En outre, David Gonski, du célèbre spécialiste de l’examen du financement des écoles Gonski, dirigera un groupe de travail visant à améliorer l’éducation sur l’antisémitisme et l’Holocauste. Il y aura également de nouveaux pouvoirs pour annuler ou refuser les visas des personnes qui propagent la haine ou éveillent des soupçons si elles sont autorisées à entrer en Australie.

Albanese a été critiqué pour la paresse de son gouvernement à répondre au rapport sur l’antisémitisme. Segal l’a remis au gouvernement en juillet. On ne sait toujours pas combien de ses recommandations seront mises en œuvre. Pour sa part, Segal a déclaré que la réponse officielle tarderait à venir, mais elle était confiante dans la pleine coopération du gouvernement dans la lutte contre l’antisémitisme.

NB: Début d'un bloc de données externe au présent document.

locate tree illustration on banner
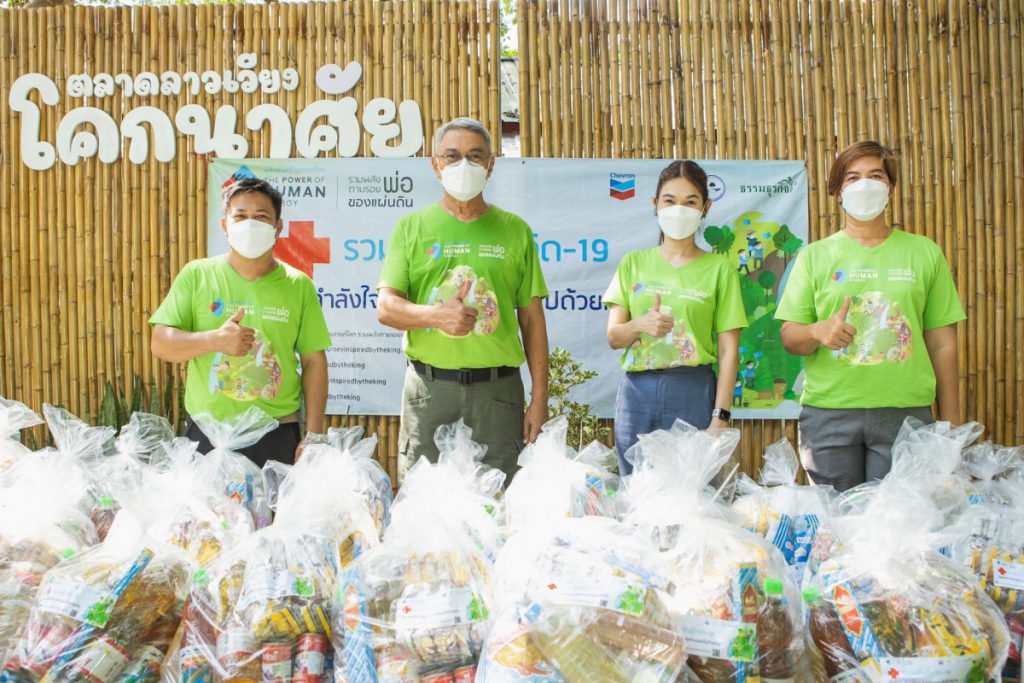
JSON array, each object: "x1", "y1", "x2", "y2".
[{"x1": 710, "y1": 210, "x2": 804, "y2": 410}]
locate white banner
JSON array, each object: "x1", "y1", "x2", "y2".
[{"x1": 208, "y1": 158, "x2": 808, "y2": 418}]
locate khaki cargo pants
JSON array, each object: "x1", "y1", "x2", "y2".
[{"x1": 397, "y1": 365, "x2": 525, "y2": 486}]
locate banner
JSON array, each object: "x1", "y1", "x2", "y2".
[{"x1": 208, "y1": 158, "x2": 808, "y2": 418}]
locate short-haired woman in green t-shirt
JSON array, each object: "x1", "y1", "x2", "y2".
[
  {"x1": 776, "y1": 141, "x2": 966, "y2": 492},
  {"x1": 603, "y1": 160, "x2": 749, "y2": 475}
]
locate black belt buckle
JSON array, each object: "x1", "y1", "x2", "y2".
[{"x1": 457, "y1": 369, "x2": 474, "y2": 386}]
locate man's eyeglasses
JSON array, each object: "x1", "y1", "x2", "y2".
[{"x1": 435, "y1": 152, "x2": 491, "y2": 166}]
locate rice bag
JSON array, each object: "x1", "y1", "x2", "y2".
[
  {"x1": 732, "y1": 438, "x2": 834, "y2": 583},
  {"x1": 189, "y1": 408, "x2": 276, "y2": 530},
  {"x1": 332, "y1": 421, "x2": 500, "y2": 682},
  {"x1": 0, "y1": 399, "x2": 42, "y2": 473}
]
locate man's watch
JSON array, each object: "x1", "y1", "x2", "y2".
[
  {"x1": 302, "y1": 431, "x2": 330, "y2": 445},
  {"x1": 711, "y1": 408, "x2": 732, "y2": 422}
]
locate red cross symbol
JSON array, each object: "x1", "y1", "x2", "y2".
[
  {"x1": 402, "y1": 605, "x2": 412, "y2": 614},
  {"x1": 274, "y1": 220, "x2": 331, "y2": 278},
  {"x1": 888, "y1": 668, "x2": 900, "y2": 679},
  {"x1": 998, "y1": 567, "x2": 1008, "y2": 576},
  {"x1": 547, "y1": 583, "x2": 557, "y2": 590}
]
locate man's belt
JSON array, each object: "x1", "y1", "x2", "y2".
[{"x1": 410, "y1": 360, "x2": 519, "y2": 386}]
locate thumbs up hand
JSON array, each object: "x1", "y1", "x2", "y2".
[
  {"x1": 214, "y1": 307, "x2": 256, "y2": 356},
  {"x1": 434, "y1": 280, "x2": 479, "y2": 337},
  {"x1": 636, "y1": 293, "x2": 675, "y2": 337},
  {"x1": 814, "y1": 296, "x2": 857, "y2": 350}
]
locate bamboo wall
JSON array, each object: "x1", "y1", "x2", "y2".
[
  {"x1": 1, "y1": 0, "x2": 1022, "y2": 483},
  {"x1": 518, "y1": 0, "x2": 1024, "y2": 476}
]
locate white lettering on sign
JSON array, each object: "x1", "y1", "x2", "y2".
[{"x1": 9, "y1": 56, "x2": 425, "y2": 170}]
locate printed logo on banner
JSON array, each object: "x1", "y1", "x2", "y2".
[
  {"x1": 832, "y1": 270, "x2": 847, "y2": 284},
  {"x1": 273, "y1": 221, "x2": 331, "y2": 278},
  {"x1": 707, "y1": 174, "x2": 726, "y2": 201},
  {"x1": 609, "y1": 173, "x2": 636, "y2": 200},
  {"x1": 222, "y1": 165, "x2": 257, "y2": 189},
  {"x1": 209, "y1": 299, "x2": 225, "y2": 317}
]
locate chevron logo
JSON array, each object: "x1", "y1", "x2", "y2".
[{"x1": 610, "y1": 173, "x2": 636, "y2": 200}]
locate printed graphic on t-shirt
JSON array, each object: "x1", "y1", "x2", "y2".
[
  {"x1": 428, "y1": 264, "x2": 501, "y2": 338},
  {"x1": 835, "y1": 291, "x2": 913, "y2": 365},
  {"x1": 625, "y1": 315, "x2": 700, "y2": 370},
  {"x1": 207, "y1": 329, "x2": 283, "y2": 400}
]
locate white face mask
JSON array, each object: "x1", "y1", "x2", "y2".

En annonçant les réformes, Albanese a finalement admis que lui et son gouvernement auraient pu faire davantage pour lutter contre l’antisémitisme. Son incapacité à assumer ses responsabilités plus tôt a brisé une chambre d’écho et a inutilement introduit la colère, la rage et la frustration dans l’arène publique alors que le calme, la sensibilité et la détermination auraient mieux servi la communauté.

Il n’y aura pas de solution miracle. Le ministre de l’Intérieur, Tony Burke, a reconnu que la formulation de ces lois prendrait du temps et ferait entrer l’Australie dans un territoire juridique inexploré.

La majorité record aux élections fédérales laisse du temps et de la marge aux travaillistes pour bouger. Il est dommage que la décision d’Albanese de prendre la parole contre l’antisémitisme ait pris si longtemps.